Sering bersikap agresif dan emosional yang naik turun, membuat kedua orang tua James kelelahan menghadapinya. Pernyataan ini saya dapat dari orang tua James yang turut terharu akan perubahan yang dialami anaknya kini. Namun, setelah menjadi kader, kepercayaan dirinya meningkat pesat. Dia mulai aktif berpartisipasi dalam kegiatan desa dan menunjukkan bahwa dirinya juga mampu berkontribusi.

Ibu James juga bercerita, James memiliki penglihatan yang sangat terbatas, terutama di siang hari. Bapak dan Ibu James sempat ingin mengajaknya menjalani operasi mata, tetapi James menolak karena takut akan kehilangan penglihatannya sepenuhnya. Kini, dengan dukungan program Estungkara, James tidak hanya lebih percaya diri tetapi juga mulai turut membantu kedua orang tuanya, sebisanya.
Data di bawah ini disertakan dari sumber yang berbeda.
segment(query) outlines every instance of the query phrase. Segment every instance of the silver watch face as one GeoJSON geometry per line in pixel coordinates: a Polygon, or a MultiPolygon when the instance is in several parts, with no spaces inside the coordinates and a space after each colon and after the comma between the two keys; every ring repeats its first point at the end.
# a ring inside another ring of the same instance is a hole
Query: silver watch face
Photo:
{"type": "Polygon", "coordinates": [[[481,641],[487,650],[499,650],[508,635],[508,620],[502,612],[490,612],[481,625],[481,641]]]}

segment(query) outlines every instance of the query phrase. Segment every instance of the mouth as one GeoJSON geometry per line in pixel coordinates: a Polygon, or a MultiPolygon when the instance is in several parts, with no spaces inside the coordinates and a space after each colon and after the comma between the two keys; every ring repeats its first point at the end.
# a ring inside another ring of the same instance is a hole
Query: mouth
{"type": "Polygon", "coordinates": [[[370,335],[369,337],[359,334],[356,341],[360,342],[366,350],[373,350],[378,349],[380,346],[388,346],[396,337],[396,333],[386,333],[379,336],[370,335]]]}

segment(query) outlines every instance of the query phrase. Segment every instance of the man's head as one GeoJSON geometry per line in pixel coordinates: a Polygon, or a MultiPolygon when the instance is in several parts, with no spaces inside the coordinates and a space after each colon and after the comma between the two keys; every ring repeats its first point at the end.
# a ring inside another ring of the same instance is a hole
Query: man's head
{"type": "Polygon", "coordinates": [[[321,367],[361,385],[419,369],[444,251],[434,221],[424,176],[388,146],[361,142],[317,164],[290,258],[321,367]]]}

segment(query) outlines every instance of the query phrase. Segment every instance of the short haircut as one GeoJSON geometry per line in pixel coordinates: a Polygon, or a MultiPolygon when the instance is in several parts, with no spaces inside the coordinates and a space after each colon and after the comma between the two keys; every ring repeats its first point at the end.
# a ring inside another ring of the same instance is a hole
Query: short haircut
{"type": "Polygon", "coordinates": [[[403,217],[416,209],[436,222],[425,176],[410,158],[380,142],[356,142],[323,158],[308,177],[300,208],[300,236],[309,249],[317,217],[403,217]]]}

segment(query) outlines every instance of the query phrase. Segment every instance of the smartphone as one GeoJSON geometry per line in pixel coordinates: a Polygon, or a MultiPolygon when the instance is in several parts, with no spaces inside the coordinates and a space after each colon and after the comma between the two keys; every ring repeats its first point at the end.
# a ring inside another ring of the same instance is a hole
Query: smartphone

Percakapan saya dan James ditutup dengan pernyataan James yang membuat saya sedikit tertampar. James bilang bahwa dirinya berharap kedepannya ada lebih banyak kader yang berasal dari penyandang disabilitas. Karena jika berbicara tentang apa yang menjadi kebutuhan dan hak-hak penyandang disabilitas, tentu yang lebih tahu adalah penyandang disabilitas itu sendiri. “Dan pastinya hak-hak kami akan lebih diakomodir.”

Apa yang dialami James dan bagaimana teman-teman Karsa Institute membersamainya, mengingatkan saya dengan salah satu buku favorite saya; Pendidikan Kaum Tertindas dari Paulo Freire. Dalam buku tersebut membahas kebutuhan akan pendidikan bagi kaum tertindas. Freire menjelaskan pentingnya pendidikan bagi kaum tertindas karena berusaha mengembalikan fungsi pendidikan sebagai alat untuk membebaskan manusia dari segala bentuk penindasan dan ketertindasan.

Pengetahuan yang sebenarnya membutuhkan pembelajaran dan penemuan yang berkelanjutan. Dalam proses ini, guru dan murid secara bersamaan menjadi murid dan guru. Mereka seharusnya memiliki kesempatan untuk menjadi penerima dan pencatat. Dalam konsep pendidikan pada umumnya, pengetahuan dianggap sebagai anugerah yang diberikan oleh mereka yang merasa berpengetahuan kepada mereka yang dianggap tidak tahu apa-apa. Menganggap orang lain benar-benar bodoh adalah ciri dari ideologi penindasan.

Guru belajar dari murid, dan murid belajar dari guru. Guru berperan sebagai rekan murid yang membantu membangkitkan pemikiran kritis murid. Dengan cara ini, kedua belah pihak saling mengembangkan kemampuan untuk memahami diri sendiri dan dunia secara kritis. Baik James maupun Karsa Institute perlahan menunjukkan bahwa, kerja-kerja pendampingan, kerja-kerja penyadaran, serta kerja-kerja memberi ruang aman bagi semua orang dimulai dari berbuat adil sejak dalam pikiran apalagi dalam perbuatan. Angkat topi buat Kawan James dan Karsa Institute.